Season the Salmon: Start by patting the salmon fillets dry with a paper towel. Sprinkle both sides with seasoning salt, paprika, turmeric, salt, and pepper. Set the salmon aside so the spices have time to settle into the fish.
Build the Base: Place a large deep pot over medium heat and add the olive oil. Once warm, stir in the diced onion and both bell peppers. Cook for about 4 to 5 minutes until everything softens and smells sweet. Add the minced garlic and cook for another 30 seconds until fragrant.
Toast the Rice: Pour the rinsed rice directly into the pot with the vegetables. Stir well so the grains coat in oil and flavor. Let it cook for about 1 minute, which helps the rice stay fluffy later.
Add the Broth: Crumble the chicken bouillon cube into the pot, then pour in the chicken broth. Stir gently and bring everything to a light simmer. Taste the liquid and adjust with salt and pepper if needed.
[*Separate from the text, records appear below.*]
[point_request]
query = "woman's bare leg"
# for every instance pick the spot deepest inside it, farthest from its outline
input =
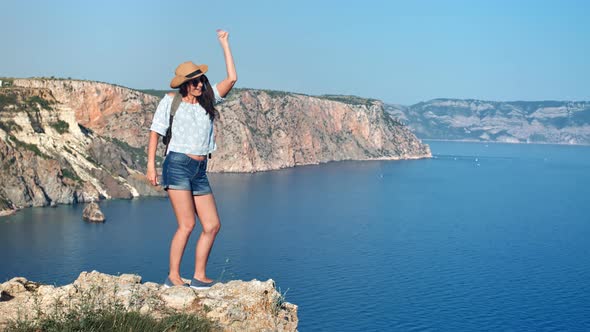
(207, 212)
(184, 208)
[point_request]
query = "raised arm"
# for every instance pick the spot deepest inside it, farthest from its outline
(227, 84)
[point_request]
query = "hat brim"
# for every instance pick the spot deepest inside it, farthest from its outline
(178, 80)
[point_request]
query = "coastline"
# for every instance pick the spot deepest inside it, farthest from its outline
(496, 142)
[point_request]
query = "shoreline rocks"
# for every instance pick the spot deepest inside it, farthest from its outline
(232, 306)
(92, 213)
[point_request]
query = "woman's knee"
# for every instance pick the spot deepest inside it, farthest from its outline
(186, 227)
(212, 228)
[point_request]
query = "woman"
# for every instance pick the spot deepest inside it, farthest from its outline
(184, 169)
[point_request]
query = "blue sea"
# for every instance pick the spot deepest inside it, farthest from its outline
(480, 237)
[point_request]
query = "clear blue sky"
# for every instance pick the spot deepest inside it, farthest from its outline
(399, 52)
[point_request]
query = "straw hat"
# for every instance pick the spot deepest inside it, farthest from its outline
(187, 71)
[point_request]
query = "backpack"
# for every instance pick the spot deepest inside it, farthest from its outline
(176, 100)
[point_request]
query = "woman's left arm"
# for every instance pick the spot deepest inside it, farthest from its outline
(228, 83)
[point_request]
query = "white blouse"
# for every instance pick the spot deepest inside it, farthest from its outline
(192, 129)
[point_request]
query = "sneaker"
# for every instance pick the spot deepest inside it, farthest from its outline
(168, 283)
(197, 284)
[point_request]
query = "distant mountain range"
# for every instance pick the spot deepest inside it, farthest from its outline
(561, 122)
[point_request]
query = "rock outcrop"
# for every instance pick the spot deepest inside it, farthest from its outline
(68, 141)
(92, 213)
(560, 122)
(232, 306)
(47, 158)
(261, 130)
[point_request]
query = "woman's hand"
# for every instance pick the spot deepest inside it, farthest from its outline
(223, 36)
(152, 175)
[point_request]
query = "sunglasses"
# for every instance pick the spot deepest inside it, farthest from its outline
(196, 81)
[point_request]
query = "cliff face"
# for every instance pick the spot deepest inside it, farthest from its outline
(513, 122)
(106, 109)
(46, 158)
(261, 130)
(88, 140)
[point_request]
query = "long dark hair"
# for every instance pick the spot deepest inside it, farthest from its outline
(207, 98)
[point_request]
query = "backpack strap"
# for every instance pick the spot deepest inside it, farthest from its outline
(176, 100)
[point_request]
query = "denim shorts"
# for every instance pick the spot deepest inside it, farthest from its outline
(182, 172)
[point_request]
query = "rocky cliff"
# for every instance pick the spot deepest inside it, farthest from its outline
(232, 306)
(264, 130)
(47, 158)
(558, 122)
(66, 141)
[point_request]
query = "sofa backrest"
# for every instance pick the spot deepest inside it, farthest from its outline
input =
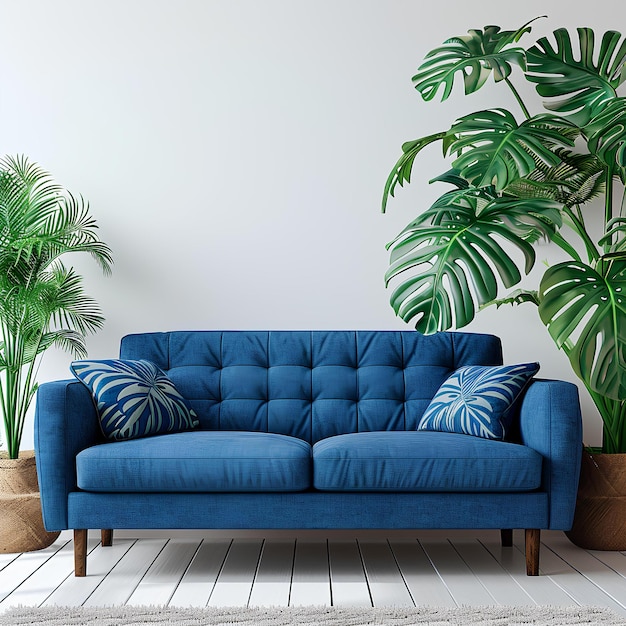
(310, 384)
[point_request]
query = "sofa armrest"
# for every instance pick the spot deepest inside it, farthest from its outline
(551, 423)
(65, 423)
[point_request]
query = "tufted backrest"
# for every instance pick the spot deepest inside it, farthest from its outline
(310, 384)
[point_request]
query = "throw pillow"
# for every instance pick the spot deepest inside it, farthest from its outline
(134, 398)
(476, 400)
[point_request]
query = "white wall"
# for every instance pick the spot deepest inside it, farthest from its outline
(234, 151)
Nestle the Salmon: Once the rice starts bubbling, carefully place the seasoned salmon fillets on top of the rice. Lay lemon slices over the fish for extra freshness. Do not stir at this stage.
Cover and Cook: Lower the heat to medium low, cover the pot, and let everything cook for about 18 to 20 minutes. The rice should absorb the broth and the salmon should turn opaque and flaky.
Finish and Rest: Turn off the heat and let the pot rest, covered, for 5 minutes. This helps the rice finish steaming and keeps the salmon tender.
Garnish and Serve: Squeeze fresh lemon juice over the top and sprinkle chopped parsley before serving. Gently fluff the rice around the salmon with a fork.